E' proprio cosi che è cominciata la mia avventura, perdendo il volo per Budapest pensando che la partenza fosse il giorno seguente.
Chiamarmi idiota è dir poco lo so, e dopo corse inutili all'aeroporto, coda in macchina accompagnata dal mio angelo, ho optato per il treno.
PRimo treno da Conegliano fino a Monfalcone, 2 ore di attesa lottando con una cavalletta che si era affezionata alla mia valigia rossa e finalmente la partenza di notte, ultimo posto rimasto.
il viaggio procede tranquillo ed in cabina con me 2 cinesi (madre e figlio suppongo) e 2 bei ragazzi francesi.
Il treno corre nella notte calma e attraversa luoghi desolati toccando Liubjana e da Dobova (che ancora non ho idea di dove sia) iniziano i controlli delle carte di identità, passaporti e biglietti di viaggio.

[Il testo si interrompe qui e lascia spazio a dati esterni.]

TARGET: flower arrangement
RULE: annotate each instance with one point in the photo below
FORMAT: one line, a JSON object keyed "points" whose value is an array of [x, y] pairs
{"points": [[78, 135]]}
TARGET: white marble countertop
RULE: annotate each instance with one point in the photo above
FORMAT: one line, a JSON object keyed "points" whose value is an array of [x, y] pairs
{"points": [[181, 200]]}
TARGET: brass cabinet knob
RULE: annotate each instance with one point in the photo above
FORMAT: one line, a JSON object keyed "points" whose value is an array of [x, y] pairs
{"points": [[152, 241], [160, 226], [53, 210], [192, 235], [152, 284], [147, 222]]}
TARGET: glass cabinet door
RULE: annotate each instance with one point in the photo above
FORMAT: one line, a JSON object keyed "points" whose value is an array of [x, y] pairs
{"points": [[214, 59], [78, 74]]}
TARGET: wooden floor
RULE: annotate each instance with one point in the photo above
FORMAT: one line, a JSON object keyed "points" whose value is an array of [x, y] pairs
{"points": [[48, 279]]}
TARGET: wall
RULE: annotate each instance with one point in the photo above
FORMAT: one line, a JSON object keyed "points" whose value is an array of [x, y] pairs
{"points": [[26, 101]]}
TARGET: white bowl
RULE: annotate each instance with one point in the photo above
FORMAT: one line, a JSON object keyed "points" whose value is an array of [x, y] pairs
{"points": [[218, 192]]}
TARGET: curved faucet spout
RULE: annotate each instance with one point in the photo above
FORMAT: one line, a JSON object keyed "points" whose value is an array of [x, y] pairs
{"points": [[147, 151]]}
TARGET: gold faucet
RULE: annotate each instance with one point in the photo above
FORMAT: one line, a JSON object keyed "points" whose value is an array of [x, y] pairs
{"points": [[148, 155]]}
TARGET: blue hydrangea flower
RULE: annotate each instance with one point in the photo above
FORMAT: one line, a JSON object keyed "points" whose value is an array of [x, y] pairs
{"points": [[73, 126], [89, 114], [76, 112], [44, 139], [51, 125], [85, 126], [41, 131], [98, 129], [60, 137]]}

Sono partita alle 23.00 da Monfalcone e ora sto per raggiungere con un'ora di ritardo una delle piu grandi stazioni dei treni che ci sono a Budapest, la mia è Keleti.
Per ora le parole che so sono Szia (ciao) e Sor (birra) e hol van (birra).
L'inglese non è mai stato il mio forte e mi sa che questa volta lo dovrò usare moltissimo per la sopravvivenza.
Missione del giorno: Arrivare a Budapest sana e salva e giungere a destinazione attraverso campi di pannocchie e prati (paesaggio alquanto simile alla zona del Brenta nel Veneto sud, se non fosse per le case che hanno il tetto un po piu appuntito).
Cosa mi aspetto di trovare? Niente per non restare delusa.
Spero solo che tutto il carico delle mie speranze di incontrare gente cordiale, farmi amicizie e imparare qualcosa da questa avventura chiamata Erasmus non vada a farsi fottere.